This article contains my technical opinion and is for general information purposes only.
It’s good design practice to perform a cable pull calculation for cable runs that might be difficult. Doing this early in the project allows for cable sizing and routing options that are often not available late in the game. Pull calculations are relatively easy to do but surprisingly few engineers or contractors use them.
The type of damage commonly created by excessive pulling forces will typically pass DC HiPot or VLF acceptance testing. Medium Voltage cables are especially susceptible to this kind of damage. It can result in partial discharge, leading to premature failures, commonly after 5 or 6 years of use.
While hand calculations can quickly spiral in complexity, there is software available to help simplify the process. Personally, I like Southwire’s Cable Pull Calculator, but a quick search will result in several other online options. Calculators are also available in most electrical modeling software.
The process involves inputting a few cables and pull set up parameters to verify that pulling forces will not result in cable damage. These parameters include gauge size, the number of conductors, cable OD and weight, raceway type and size, and each pull segment.
Performing more pull calculations and comparing them to real site experiences will result in an improved ability to make accurate assumptions. Pull calculations are more an art than a science as the calculations involve a lot of big assumptions making many other parameter assumptions rounding figures.
Sidewall bearing pressure (SWBP), the radial force imposed at the bends, is by far the most common limiting factor. Excessive SWBP, usually visible in flattened armor or stretched jackets, can result in insulation damage which decreases cable life.
Common misconceptions that have only minor effects on the resulting pull calculations:
- Maximum Pulling Tension: For power cables, this is usually not a limitation as the basket grip or pulling equipment usually limits pulling tensions before the conductors.
- Upsizing the Conduit: Although you must maintain code-required maximum fill requirements, upsizing conduits doesn’t lower tensions or SWBP by much.
- Incoming Tension Assumption: Don’t sweat +/- 25 lbs on incoming tension assumptions as that will be a rounding figure in the final pull. However, using a cable feeder to push the cable in access points can help.
What does help:
- Straighten Out the Run: The fewer bends, the better. After two 90ᵒ bends, SWBP rises quickly.

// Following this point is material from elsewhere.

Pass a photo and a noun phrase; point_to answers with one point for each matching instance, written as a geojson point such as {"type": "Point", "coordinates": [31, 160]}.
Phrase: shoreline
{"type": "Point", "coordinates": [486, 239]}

- Use Equipment or Cable Products that Reduce COF: No lube cable, hydrophobic pulling ropes, Southwire SIM reels, cable tray rollers, etc.
- Advance Planning & Field Communication: Can the field handle the reel you are specifying? Can it be placed where your pull calculation starts? Is there room to lay down the cable for hand pulls or refeeds?
- Bigger Conduit Sweeps and Sheaves: This makes a big difference to the SWBP. You should ensure that the cable minimum bend radius limitations are respected. That big 24” OD sheave is probably too small!
- Tighter Coefficient of Friction (COF) Assumption: This parameter makes a huge difference in the final numbers. 0.35 is a common COF number for most common PVC jacketed industrial cables or regular building wire pulled through existing conduits. For a new installation with a good lubrication plan and an experienced installation crew, 0.25 could be a more aggressive number. Southwire uses 0.15 for their no lube building wire products in PVC conduit.
- Pull Boxes / Assist Tuggers: Add pull boxes to break the pull up into sections (pull out through the manhole and refeed back in). If the cables can be accessed in the middle of the run somewhere, properly set-up assist tuggers can also break up the run.
- Reduce run lengths: This reduces pulling tensions.
- Reverse the Pulling Direction: Pull calculations are directional.
The final few bends might be hand-pulled, reducing the need to include those sections in the pull calculation. Be careful not to overbend the cable during these manual pulling steps. Cable pull calculations can save a lot of field issues and help ensure a long, trouble-free service life of your big cable runs. A little extra effort upfront can save a lot of trouble down the road.